Local vs. hosted — which path?

You want… Use
Zero infra, just a token Path A, serverless Inference API
Guaranteed throughput / a pinned model Path A against a dedicated Inference Endpoint URL
You already run TGI or vLLM Path B with that server's /v1 base_url
Fully offline / no data leaves the machine endpoint_type: ollama or vllm with a localhost base_url
A model not on HF OpenAI/Anthropic/Gemini endpoints (see AI support)
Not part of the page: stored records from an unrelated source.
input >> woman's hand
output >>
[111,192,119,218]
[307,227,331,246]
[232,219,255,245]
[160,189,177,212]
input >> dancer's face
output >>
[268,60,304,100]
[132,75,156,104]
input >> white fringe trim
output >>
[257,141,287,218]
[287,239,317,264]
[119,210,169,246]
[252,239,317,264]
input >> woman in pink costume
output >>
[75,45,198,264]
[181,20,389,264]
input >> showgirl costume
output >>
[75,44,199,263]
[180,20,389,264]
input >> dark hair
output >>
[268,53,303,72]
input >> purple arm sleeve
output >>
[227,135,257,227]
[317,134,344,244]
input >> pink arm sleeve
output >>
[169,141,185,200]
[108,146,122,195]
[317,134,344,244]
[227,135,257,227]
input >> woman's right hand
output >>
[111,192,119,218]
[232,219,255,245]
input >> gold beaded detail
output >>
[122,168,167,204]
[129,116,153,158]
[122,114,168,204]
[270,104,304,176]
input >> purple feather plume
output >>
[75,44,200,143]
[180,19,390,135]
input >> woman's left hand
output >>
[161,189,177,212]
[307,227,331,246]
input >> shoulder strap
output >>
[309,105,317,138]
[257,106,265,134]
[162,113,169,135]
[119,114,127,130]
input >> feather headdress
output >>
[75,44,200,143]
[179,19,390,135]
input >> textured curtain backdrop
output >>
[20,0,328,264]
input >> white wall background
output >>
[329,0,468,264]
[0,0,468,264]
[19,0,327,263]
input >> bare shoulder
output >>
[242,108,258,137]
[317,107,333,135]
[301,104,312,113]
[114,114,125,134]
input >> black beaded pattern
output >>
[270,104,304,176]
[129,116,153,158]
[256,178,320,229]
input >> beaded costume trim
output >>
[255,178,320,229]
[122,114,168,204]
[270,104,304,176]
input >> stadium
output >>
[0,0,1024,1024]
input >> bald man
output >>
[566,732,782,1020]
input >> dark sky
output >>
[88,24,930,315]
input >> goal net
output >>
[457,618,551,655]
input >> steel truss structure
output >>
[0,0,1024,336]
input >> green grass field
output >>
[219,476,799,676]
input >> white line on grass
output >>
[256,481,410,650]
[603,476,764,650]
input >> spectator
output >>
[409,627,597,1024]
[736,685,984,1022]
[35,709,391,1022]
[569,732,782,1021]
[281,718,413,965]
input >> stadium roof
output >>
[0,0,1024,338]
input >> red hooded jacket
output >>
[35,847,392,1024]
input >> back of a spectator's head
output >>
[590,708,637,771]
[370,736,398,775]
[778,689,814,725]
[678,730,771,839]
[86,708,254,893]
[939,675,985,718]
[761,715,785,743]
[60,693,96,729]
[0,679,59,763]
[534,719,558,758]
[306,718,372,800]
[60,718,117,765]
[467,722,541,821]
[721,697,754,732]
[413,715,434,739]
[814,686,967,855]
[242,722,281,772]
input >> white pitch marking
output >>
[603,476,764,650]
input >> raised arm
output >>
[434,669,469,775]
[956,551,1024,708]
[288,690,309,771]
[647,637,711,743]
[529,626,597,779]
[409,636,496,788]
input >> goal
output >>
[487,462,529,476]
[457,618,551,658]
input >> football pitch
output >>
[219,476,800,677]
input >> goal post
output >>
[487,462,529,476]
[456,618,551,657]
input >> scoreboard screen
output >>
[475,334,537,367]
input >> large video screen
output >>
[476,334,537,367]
Running on HuggingFace Spaces

When Potato runs as a Space, set HF_TOKEN as a Space secret (Settings → Variables and secrets). The same ${HF_TOKEN} references above then resolve inside the container, so the AI-assisted demos work without any code change. See the Spaces deployment guide.


Troubleshooting

  • "Hugging Face API key is required" — the native endpoint needs api_key; set HF_TOKEN (Path A) or api_key: EMPTY against a local server (Path B).
  • 403 / model not served — not every model is available on the serverless API. Pick a served chat model, or stand up a dedicated Inference Endpoint / local server.
  • Slow first hint — serverless models cold-start. Enable cache_config.prefetch to warm upcoming items, or use a dedicated endpoint.
  • Malformed JSON from the model — prefer instruct/chat models; small base models often ignore the structured-output schema.